One theme that both talks picked up on was the juxtaposition between China having the oldest history in the world for arts and culture and yet is going through a seismic change in a new phase of its identity after opening up again to the world.

One of the most obvious tensions to come from this is the reputation China has gained around copying.

Chin introduced the idea of copying 1.0 and copying 2.0: “Copying 1.0 is very crude and very blatant, shameless and super lazy and yet copying is also necessary, it is an integral part of getting to next level.”

The copying 2.0, he said, was a new phase whereby China was becoming good at a more positive version of it, such as the mashup, the remix and the transformation. He gave WeChat as an example, citing that it was a mashup of many Western tech services such as Whatsapp, Tinder and Facebook. Yet, it’s become the platform that’s surpassed them all, integrating payments three years before Apple did.

Hao, who has carried out a project turning famous copy artists in China into original artists by adding personal remixes or touches to their craft, argued that copying was in Chinese history and that it was also done elsewhere.

He said that tea was the perfect example as it was created by the Chinese, taken by the British who added milk and then when it returned to the East again was turned into bubble tea.

JKR’s Chen agreed that copying was part of the development of a new aesthetic but that traditional elements, like Calligraphy, were core to forging a new path.

“Modern chinese design is only beginning to surface in the past 15 years or so. Modern Chinese design is modern and fresh. For any young people, like a baby, you have to copy and learn, so we still see [copying]. It is the best time for china and us to look into searching our past to create a new identity for Chinese design,” she said.

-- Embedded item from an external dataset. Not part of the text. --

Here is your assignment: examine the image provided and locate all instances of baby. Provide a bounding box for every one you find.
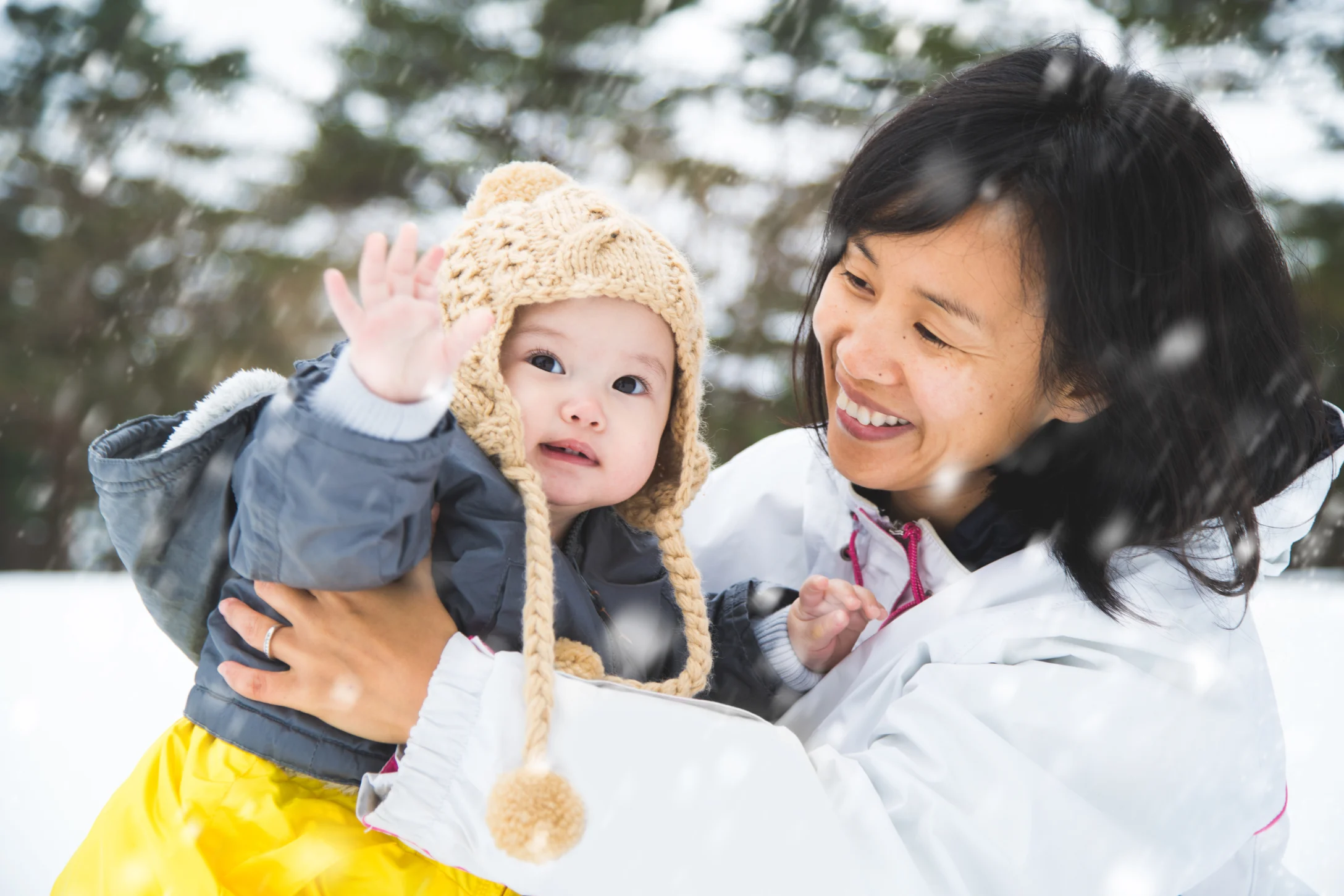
[55,164,880,894]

JKR’s Ewer related this to people working on global briefs: “Globalisation doesn’t mean a copy and paste approach to aesthetics, design and creativity. We need to work harder to understand not just what other cultures look like but in our own heads, what baggage are we carrying around that we need to unpack? That’s both unconscious but at a deep subconscious level and we don’t know until we challenge ourselves. When you write or get a brief, challenge yourself in how you read and respond to it. We take a lot for granted, like the word premium, what does that mean?” she asked.